In seiner 28. Plenarsitzung am 12.12.2019 diskutierte der Hessische Landtag auf unseren Antrag über 15 Jahre Hartz IV. Dazu die Rede unserer sozialpolitischen Sprecherin Christiane Böhm (Teil 1)

 

Frau Präsidentin, sehr geehrte Damen und Herren, liebe Besucherinnen und Besucher auf der Tribüne!

Im Januar 2005 ist das entscheidende Gesetz der Agenda 2010 in Kraft getreten. Vorher und danach gab es viel Widerspruch, Demonstrationen, Mahnwachen und Aktionen auf allen Ebenen. Das Gesetz wurde gegen den immensen Widerstand durchgezogen.

Die Arbeitslosenhilfe wurde abgeschafft. Sie wurde mit der Sozialhilfe zusammengelegt. Es wurde pauschaliert. Zusätzliche Leistungen sind nicht mehr möglich. Das Sanktionsregime wurde ausgebaut. Wirksame arbeitsmarktintegrierende Maßnahmen wurden abgeschafft.

Das ist jetzt 15 Jahre her. Seitdem müssen Menschen darunter leiden. Was haben Sie – ich meine die Parteien, die diese Ungerechtigkeit eingeführt, und die Parteien, die nichts für ihre Abschaffung getan haben – den Menschen angetan, den Familien, die Angst haben, in diese Situation zu kommen? Was haben Sie damit dem Arbeitsmarkt und den sozialen Sicherungssystemen in diesem Land angetan?

(Jan Schalauske (DIE LINKE): Viel zu viel!)

Heute konnten Sie das Ergebnis der Presse entnehmen. Der Paritätische hat seinen Armutsbericht heute veröffentlicht. Da können Sie sehen: Die hessische Armutsquote liegt zum ersten Mal über dem Bundesdurchschnitt bei 15,8 %. Sie steigt ständig.
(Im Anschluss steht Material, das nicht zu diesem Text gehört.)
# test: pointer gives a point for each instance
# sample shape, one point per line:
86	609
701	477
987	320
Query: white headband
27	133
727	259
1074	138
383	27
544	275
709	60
Seit 2005 haben wir ständig steigende Armutsquoten – nicht nur in Hessen, sondern in der gesamten Bundesrepublik.

(Marius Weiß (SPD): Das stimmt doch gar nicht!)

– Das stimmt. – Die soziale Absicherung ist damit nicht nur löchrig geworden, sondern zerrissen. Menschen können sich notwendige Medikamente nicht mehr leisten. Mit dem Geld können sie nur wenige Tage im Monat die öffentlichen Verkehrsmittel nutzen. Der Anteil für die Energiekosten ist viel zu gering bemessen, sodass jährlich etwa 35.000 Familien in Hessen ohne Strom in ihrer Wohnung sitzen. Eltern können von diesem Geld keine Windeln kaufen. Der Satz für Lebensmittel ist viel zu gering angesetzt, sodass man sich nicht wundern muss, dass ungesunde Ernährung zu Erkrankungen führt. Es ist viel zu wenig Geld für Kleidung gerade für Jugendliche da. Es gibt kein Geld für Brillen, kein Geld für einen neuen Personalausweis, kein Geld für den Besuch bei Verwandten. Nicht einmal zu einer Beerdigung kann man fahren.

Mit den Sanktionen von bis zu 100 % verloren viele ihre Wohnung und haben heute hohe Schulden bei den Krankenkassen. Besonders bitter ist, dass damit viele Jugendliche von Anfang an aus dem Sozialsystem „gekippt“ wurden. Eine Hartz-IV-Empfängerin sagt:

Hartz IV bedeutet große Armut. Man lebt am Abgrund. Am aktiven Leben teilzunehmen, ist in keinster Weise mehr möglich.

Was sollte Hartz IV alles bewirken? Es sollte zur Vollbeschäftigung führen. Langzeitarbeitslosigkeit sollte damit vermieden werden. Es sollte eine schnelle und passgenaue Vermittlung in Arbeit sowie eine ausreichende materielle Absicherung abhängig vom Bedarf ermöglichen. Das war das, was in der Gesetzesbegründung steht. Lassen Sie uns untersuchen, wie sich die Realität zu diesen Zielen darstellt.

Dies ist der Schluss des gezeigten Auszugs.